Dentre os citados, os Hunos foram os mais violentos e ávidos por guerras e pilhagens. Eram nômades como nosso povo da rua hoje. Não tinham habitação fixa e viviam a percorrer campos e florestas. Eram excelentes criadores de cavalos. Como não construíam casas, viviam em suas carroças e às vezes também em barracas, que armavam nos caminhos que percorriam. A principal fonte de renda dos Hunos era a prática do saque aos povos “civilizados.” Quando chegavam numa região, espalhavam o medo, pois eram extremamente violentos e cruéis com os inimigos. O principal líder deste povo foi Átila, responsável por diversas conquistas em guerras e batalhas. Pela Europa Católica, Átila recebeu o apelido de “flagelo de Deus” que com esse cognome ficou imortalizado na história universal.
No julgar da classe burguesa da Porto Alegre de hoje, foi atrevimento demasiado, o fato dessa miserabilidade toda surgida não se sabe donde, mais esfarrapada do que os históricos farrapos do farroupilhismo, a ponto de o próprio Marx, grande analista social, com sumo desprezo, rotular essa categoria social como lumpen proletariat, caracterizando-os como imprestáveis para qualquer mudança ou revolução. Serve apenas para ser jogado fora como imprestável para qualquer coisa, uma inutilidade total. Tratar-se-ia de seres humanos funcionando como simples “combustível da sociedade consumista.”
Alto lá, orgulhosos cidadãos de Porto Alegre!... Devagar com o andor dessa empáfia!... Na outra ponta, a dos fracos e últimos periga se esconder a base de um autêntico humanismo.
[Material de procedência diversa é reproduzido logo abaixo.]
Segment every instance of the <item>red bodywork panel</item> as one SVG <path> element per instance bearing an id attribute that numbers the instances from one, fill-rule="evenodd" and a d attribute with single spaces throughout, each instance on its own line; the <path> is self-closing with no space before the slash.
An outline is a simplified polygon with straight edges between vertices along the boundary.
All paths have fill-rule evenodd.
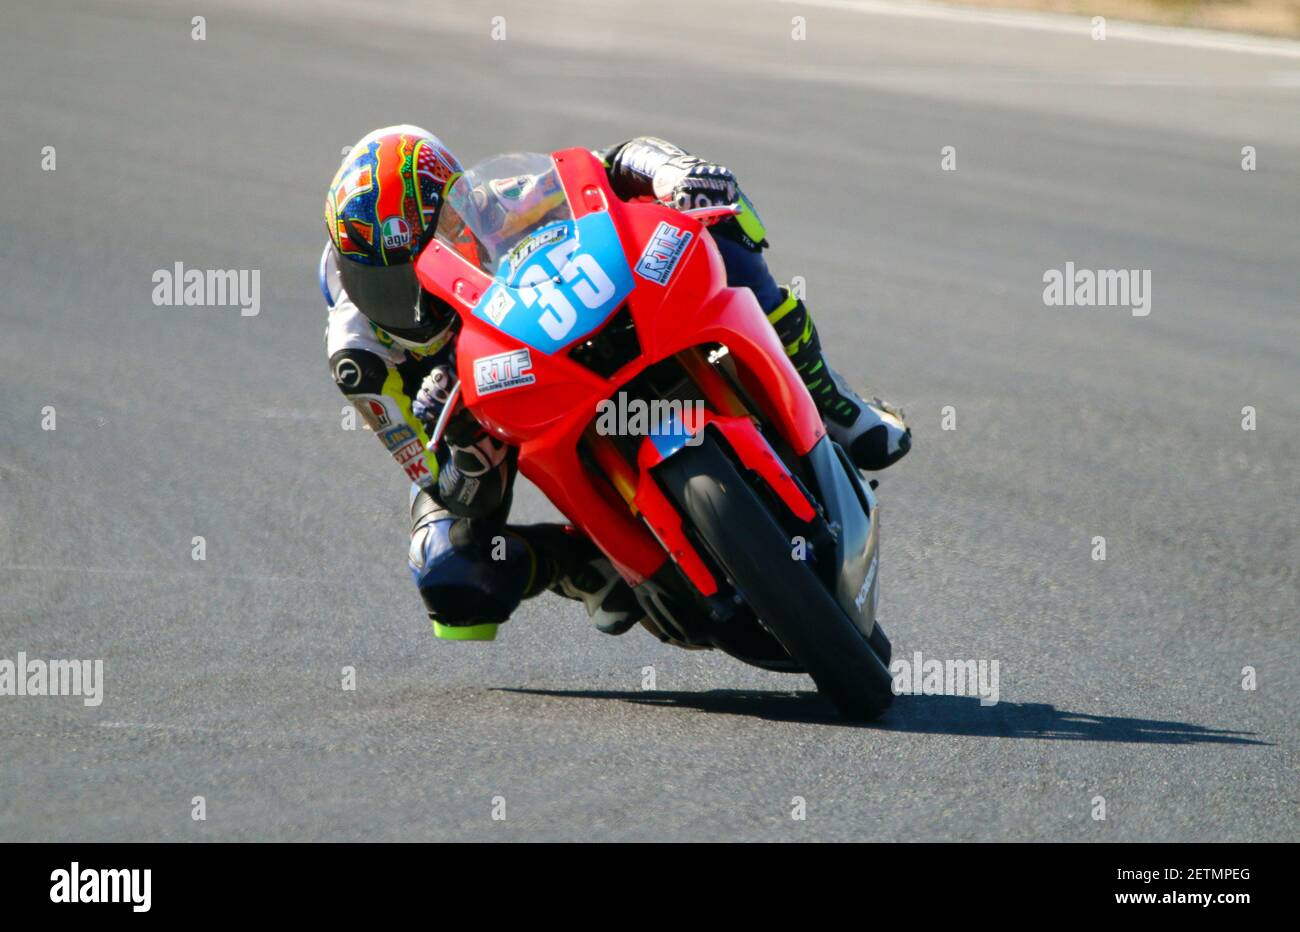
<path id="1" fill-rule="evenodd" d="M 639 358 L 606 379 L 570 359 L 571 347 L 549 355 L 534 351 L 532 384 L 480 396 L 474 361 L 525 346 L 470 313 L 491 287 L 491 277 L 437 240 L 421 252 L 416 273 L 425 289 L 460 310 L 456 357 L 462 398 L 487 429 L 519 448 L 523 474 L 633 584 L 653 575 L 671 551 L 697 588 L 711 595 L 716 583 L 681 533 L 681 518 L 672 503 L 650 476 L 647 467 L 653 464 L 640 463 L 636 480 L 633 502 L 643 522 L 609 482 L 592 475 L 579 459 L 579 443 L 596 417 L 598 403 L 649 365 L 691 347 L 722 343 L 736 360 L 746 390 L 796 454 L 807 453 L 825 433 L 821 417 L 753 293 L 726 286 L 722 258 L 698 221 L 661 204 L 618 200 L 604 166 L 585 149 L 567 149 L 552 158 L 574 219 L 607 211 L 630 268 L 635 269 L 660 222 L 692 234 L 666 284 L 633 272 L 635 288 L 626 306 L 640 341 Z M 706 421 L 722 431 L 741 462 L 767 479 L 795 514 L 811 519 L 808 501 L 752 422 L 712 412 Z"/>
“Os princípios do humanismo cristão proclamam que “em casos de extrema necessidade todas as coisas são comuns” (in extrema necessitate omnia sunt communia). Porque “a distribuição e apropriação das coisas que derivam do direito humano, não podem impedir que estas coisas socorram as necessidades dos homens. Por isso, todo aquele que tem demais, deve aos pobres para seu sustento. E se a necessidade de alguém é tão grave e tão urgente que é preciso socorrê-la com a primeira coisa que se tem na mão..., então, qualquer um pode aliviar a sua necessidade com os bens dos demais, tanto retirando isso publicamente, como secretamente; e esta ação não se reveste com o caráter de roubo, nem de furto”. Estas palavras não são de algum prefeito, nem do inominável Karl Marx. Elas são de Santo Tomás de Aquino, um dos pilares do humanismo cristão e que viveu em plena era medieval, e que podem ser encontradas na Summa Theologica”.
Imaginem só: O maior filósofo-teólogo-santo da Madre Igreja, colocando em mãos do povo da rua a estratégia e a tática consolidada durante toda a história universal de ocupação da terra ordenada pelo próprio Deus Criador. Ocupação pacífica de todo e qualquer lugar que se faça necessário à sobrevivência, quanto mais quando a “invasão” é de algum terreno baldio, de alguma ruína, de algum túnel desativado, os ditos elefantes brancos do meio urbano, como os catadores desde que começaram a existir, sempre fizeram O Nazareno dedicou-lhes uma das oito bem-aventuranças quando proclamou, no sermão da montanha “bem-aventurados os mansos porque possuirão a Terra”. O direito do pobre, estabelecido por Deus desde sempre é o da posse da terra. O direito de propriedade é fabricado pelos ricos a fim de amealhar riquezas e sempre mais riquezas.
O artigo foi publicado no site do IHU Unisinos, edição de 05/11/12.